Sorry dude im flying that day


----------



## iswingping (Jan 10, 2018)

azbug-i said:


> Sorry dude im flying that day



Fly up here.


----------



## Roadkill (Jan 11, 2018)

I should be there.
Sean


----------



## dougfisk (Jan 12, 2018)

My wife tells me that Sunday is the Phoenix / Tempe area marathon... a lot of road closures etc.  If you stick with that venue people will need to study the maps to figure out how to get here.


----------



## Jarod24 (Jan 12, 2018)

Thanks Doug! I'm not positive what roads will be closed but just park wherever ya can and ride to park if necessary.


----------



## Jarod24 (Jan 12, 2018)

Here's a pic of the map.


----------



## Roadkill (Jan 12, 2018)

Jarod24 said:


> Here's a pic of the map.
> 
> View attachment 736971



Thanks.
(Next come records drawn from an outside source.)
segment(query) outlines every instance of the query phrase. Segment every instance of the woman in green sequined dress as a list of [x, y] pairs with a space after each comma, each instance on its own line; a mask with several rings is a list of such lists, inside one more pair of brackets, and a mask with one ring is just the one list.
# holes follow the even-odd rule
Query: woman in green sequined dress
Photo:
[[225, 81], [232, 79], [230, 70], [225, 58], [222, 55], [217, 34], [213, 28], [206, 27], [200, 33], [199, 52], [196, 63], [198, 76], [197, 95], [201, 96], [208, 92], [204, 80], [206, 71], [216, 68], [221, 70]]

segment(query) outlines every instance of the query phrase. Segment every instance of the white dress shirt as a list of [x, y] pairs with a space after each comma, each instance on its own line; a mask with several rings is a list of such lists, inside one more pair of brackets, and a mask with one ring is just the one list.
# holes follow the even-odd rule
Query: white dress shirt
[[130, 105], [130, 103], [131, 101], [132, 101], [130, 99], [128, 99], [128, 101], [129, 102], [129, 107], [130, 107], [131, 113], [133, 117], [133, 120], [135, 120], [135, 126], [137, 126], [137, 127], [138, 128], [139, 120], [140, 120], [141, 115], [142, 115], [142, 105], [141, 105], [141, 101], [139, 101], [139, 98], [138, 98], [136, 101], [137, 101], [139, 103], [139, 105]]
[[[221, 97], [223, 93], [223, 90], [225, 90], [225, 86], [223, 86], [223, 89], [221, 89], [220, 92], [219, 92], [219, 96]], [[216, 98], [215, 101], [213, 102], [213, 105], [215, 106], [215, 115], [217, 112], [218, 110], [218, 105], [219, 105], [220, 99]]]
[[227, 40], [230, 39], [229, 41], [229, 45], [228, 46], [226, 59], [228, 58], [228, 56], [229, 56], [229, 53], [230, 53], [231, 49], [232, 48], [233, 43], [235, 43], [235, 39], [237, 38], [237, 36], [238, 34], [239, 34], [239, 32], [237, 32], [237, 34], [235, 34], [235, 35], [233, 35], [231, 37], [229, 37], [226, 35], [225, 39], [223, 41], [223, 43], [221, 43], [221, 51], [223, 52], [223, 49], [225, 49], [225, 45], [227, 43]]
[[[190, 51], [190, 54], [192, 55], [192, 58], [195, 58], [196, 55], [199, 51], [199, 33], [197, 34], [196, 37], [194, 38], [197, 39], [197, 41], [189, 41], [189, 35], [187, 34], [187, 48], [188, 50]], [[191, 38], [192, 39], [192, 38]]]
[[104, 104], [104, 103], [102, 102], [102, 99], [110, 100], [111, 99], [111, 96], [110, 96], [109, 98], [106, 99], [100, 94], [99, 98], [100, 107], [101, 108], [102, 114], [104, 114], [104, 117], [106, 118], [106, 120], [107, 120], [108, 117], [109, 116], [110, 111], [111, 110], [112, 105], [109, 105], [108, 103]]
Completely have to change my route. Nice heads up.
Sean


----------



## azbug-i (Jan 14, 2018)

I hope you guys have a fun and safe ride!


----------



## tripple3 (Jan 14, 2018)

Jarod24 said:


> @dougfisk
> @iswingping
> @Pantmaker
> @azbug-i
> ...



CABErs riding today take pics of riders to tag and post here https://thecabe.com/forum/threads/cabers-riding-classics.117043/
Thanks! @Jarod24


----------



## Jarod24 (Jan 16, 2018)

tripple3 said:


> CABErs riding today take pics of riders to tag and post here https://thecabe.com/forum/threads/cabers-riding-classics.117043/
> Thanks! @Jarod24
> View attachment 737563



 Sorry Mark just saw this. Heres the Only pic I took from Sunday. We have @dougfisk And @Pantmaker in this pic. Jim as well but he's not a cabe member. Also had @Roadkill a long for the ride but he had to bounce before food. Thanks for coming out guys!! @tripple3 you would be proud, I logged 50+ miles on the colson on Sunday.


----------